CMPS 260: CFL Closure Properties

The theorem IDs correspond to Linz.

Theorem 8.3: CFLs are closed under union, concatenation, and star closure.
Proof:
Union: Suppose that G₁ and G₂ are CFGs that generate languages L₁ and L₂, respectively. Without loss of generality, assume that their start symbols are S₁ and S₂, respectively, and that the two grammars have no nonterminal symbols in common. Form a new grammar G that includes all the productions of G₁ and G₂. Also include a new nonterminal, S, to serve as the start symbol of G. Its productions are S ⟶ S₁ | S₂.

Obviously, if S₁ ⟹* w in G₁, then S ⟹ S₁ ⟹* w in G. Similarly for derivations in G₂. Hence L(G₁) ∪ L(G₂) ⊆ L(G). As for inclusion the other way, it is clear that every derivation in G begins with either the step S ⟹ S₁ or the step S ⟹ S₂, so S ⟹* w implies that either S₁ ⟹* w or S₂ ⟹* w.

Concatenation: Follow the construction for union (see above), except in the last step make the new grammar's start symbol have only one production: S ⟶ S₁ S₂.

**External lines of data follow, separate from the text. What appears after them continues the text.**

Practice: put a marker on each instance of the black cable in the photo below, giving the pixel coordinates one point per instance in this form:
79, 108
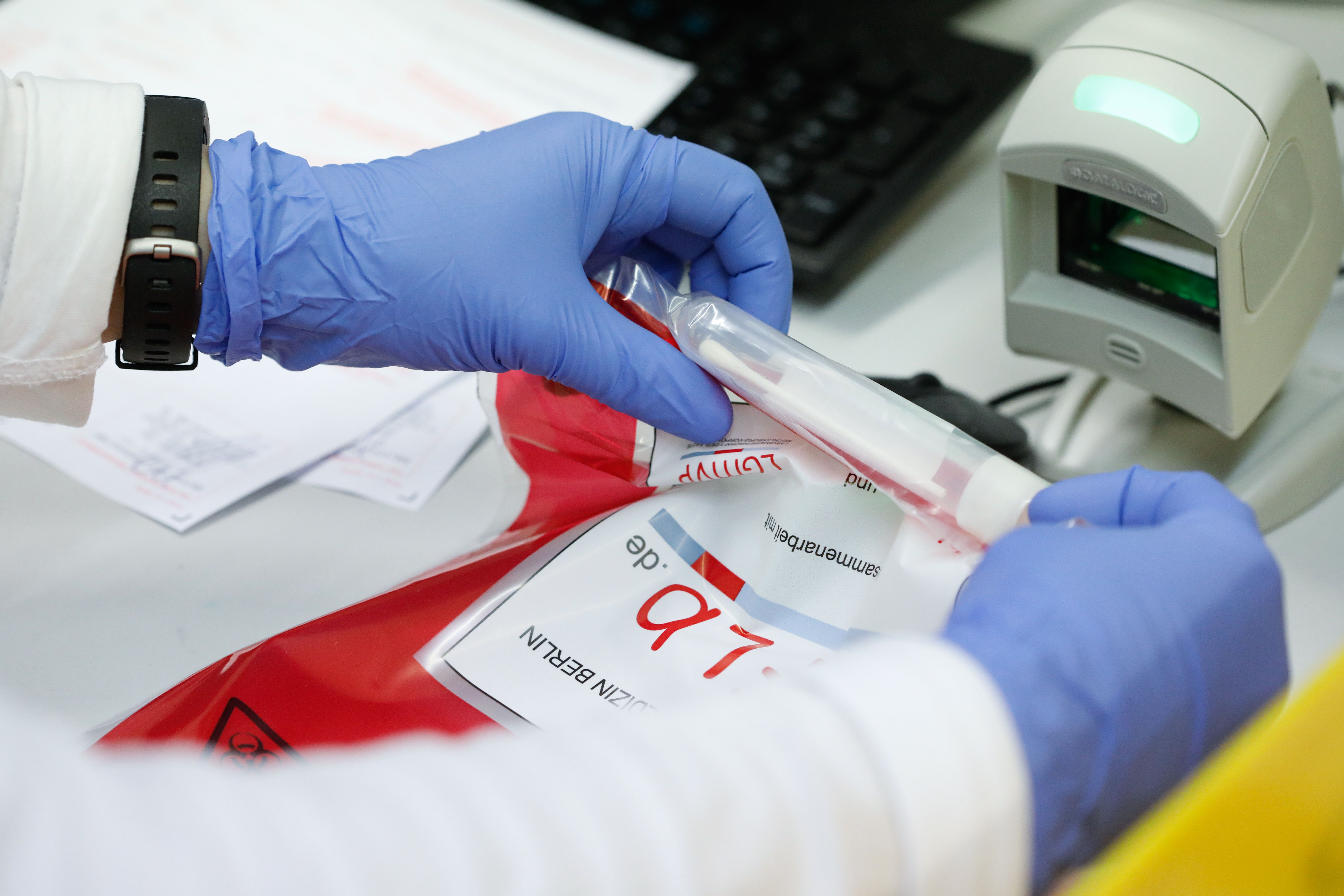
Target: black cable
1027, 390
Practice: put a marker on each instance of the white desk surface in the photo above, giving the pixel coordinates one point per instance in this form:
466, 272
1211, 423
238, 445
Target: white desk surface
103, 609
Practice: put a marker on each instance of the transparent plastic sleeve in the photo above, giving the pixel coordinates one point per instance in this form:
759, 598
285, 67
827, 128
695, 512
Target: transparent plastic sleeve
929, 467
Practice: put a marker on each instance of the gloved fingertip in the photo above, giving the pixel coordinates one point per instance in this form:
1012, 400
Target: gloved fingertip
1097, 499
710, 422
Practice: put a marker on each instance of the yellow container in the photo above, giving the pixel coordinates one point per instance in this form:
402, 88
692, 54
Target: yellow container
1263, 817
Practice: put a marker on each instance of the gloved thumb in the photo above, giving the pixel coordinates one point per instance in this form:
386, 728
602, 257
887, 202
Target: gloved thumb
628, 369
1136, 496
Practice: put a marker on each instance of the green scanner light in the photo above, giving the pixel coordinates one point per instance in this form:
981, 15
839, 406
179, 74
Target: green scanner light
1140, 104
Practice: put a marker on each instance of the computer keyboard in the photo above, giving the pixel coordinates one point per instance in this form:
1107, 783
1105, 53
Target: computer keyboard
845, 109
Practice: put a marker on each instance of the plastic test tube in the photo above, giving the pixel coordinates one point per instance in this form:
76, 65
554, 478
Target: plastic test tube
929, 467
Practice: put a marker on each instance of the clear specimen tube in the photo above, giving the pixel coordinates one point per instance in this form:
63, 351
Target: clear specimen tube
925, 464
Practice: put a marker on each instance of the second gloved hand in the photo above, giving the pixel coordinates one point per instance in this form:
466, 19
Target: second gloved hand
1127, 649
471, 257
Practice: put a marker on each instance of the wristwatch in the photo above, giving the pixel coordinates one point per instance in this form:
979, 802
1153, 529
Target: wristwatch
162, 264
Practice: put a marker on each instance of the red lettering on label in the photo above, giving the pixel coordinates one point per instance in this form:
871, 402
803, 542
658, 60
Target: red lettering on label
703, 614
733, 656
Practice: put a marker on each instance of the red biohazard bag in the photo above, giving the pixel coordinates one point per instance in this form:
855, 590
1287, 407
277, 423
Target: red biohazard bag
642, 569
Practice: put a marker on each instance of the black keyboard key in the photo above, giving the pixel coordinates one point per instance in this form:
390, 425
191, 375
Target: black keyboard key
759, 120
698, 23
646, 10
824, 207
939, 93
847, 105
725, 142
619, 27
882, 74
781, 171
826, 60
815, 139
729, 73
791, 88
702, 100
769, 42
877, 150
670, 45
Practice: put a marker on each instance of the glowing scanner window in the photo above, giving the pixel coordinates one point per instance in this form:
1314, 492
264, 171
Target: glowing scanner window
1140, 104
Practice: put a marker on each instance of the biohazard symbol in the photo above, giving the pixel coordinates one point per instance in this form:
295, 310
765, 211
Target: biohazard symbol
242, 742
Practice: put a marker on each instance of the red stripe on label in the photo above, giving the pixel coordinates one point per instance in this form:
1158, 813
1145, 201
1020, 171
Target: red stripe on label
718, 576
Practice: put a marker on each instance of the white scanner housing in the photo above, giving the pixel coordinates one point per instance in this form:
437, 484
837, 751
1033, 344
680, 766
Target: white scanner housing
1160, 160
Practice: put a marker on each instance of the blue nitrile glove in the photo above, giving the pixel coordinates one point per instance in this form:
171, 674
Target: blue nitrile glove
471, 257
1127, 649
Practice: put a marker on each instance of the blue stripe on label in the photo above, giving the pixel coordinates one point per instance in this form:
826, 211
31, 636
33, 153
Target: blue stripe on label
776, 614
791, 621
678, 539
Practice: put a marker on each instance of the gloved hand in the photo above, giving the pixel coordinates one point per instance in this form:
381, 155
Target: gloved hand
471, 257
1127, 649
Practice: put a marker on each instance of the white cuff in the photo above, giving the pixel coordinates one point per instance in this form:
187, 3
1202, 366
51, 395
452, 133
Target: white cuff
945, 742
69, 155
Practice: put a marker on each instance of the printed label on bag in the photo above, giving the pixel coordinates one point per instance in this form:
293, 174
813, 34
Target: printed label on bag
631, 616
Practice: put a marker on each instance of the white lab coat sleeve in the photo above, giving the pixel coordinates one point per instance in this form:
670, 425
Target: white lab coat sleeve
896, 770
69, 154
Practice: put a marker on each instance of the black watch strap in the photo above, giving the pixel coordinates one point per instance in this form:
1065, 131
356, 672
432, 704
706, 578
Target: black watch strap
162, 264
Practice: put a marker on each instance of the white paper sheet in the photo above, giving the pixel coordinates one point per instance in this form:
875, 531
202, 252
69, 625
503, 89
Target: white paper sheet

For every x ∈ L(G₁) and every y ∈ L(G₂), there is a leftmost derivation in G that looks like this:

S ⟹ S₁S₂ ⟹* xS₂ ⟹* xy

Hence every string in the concatenation of L(G₁) and L(G₂) is in L(G). Going in the other direction, every leftmost derivation in G looks like what is shown above, and thus every string derivable from S is in L(G₁)·L(G₂).

Kleene/Star Closure: Take a CFG G that generates CFL L. Suppose that its start symbol is S. Now a new CFG G' with start symbol S' having the productions S' ⟶ λ | SS'. It is left to the reader to supply a proof that L(G') = (L(G))^*.

Theorem 8.4: CFL's are closed under neither intersection nor complement.
Proof: Consider the CFL's {aⁿbⁿc^m | n,m ≥ 0} and {aⁿb^mc^m | n,m ≥ 0}. (We can devise CFG's for each of them, or PDA's, to convince ourselves that each one is a CFL.)

Their intersection is the canonical non-CFL {aⁿbⁿcⁿ | n ≥ 0}. It follows that CFL's are not closed under intersection.

As for complement, consider, again, the canonical non-CFL. Its complement is

{a^kb^mcⁿ | k≠m ∨ k≠n} ∪ L((a+b+c)^*(ba + ca + cb)(a+b+c)^*)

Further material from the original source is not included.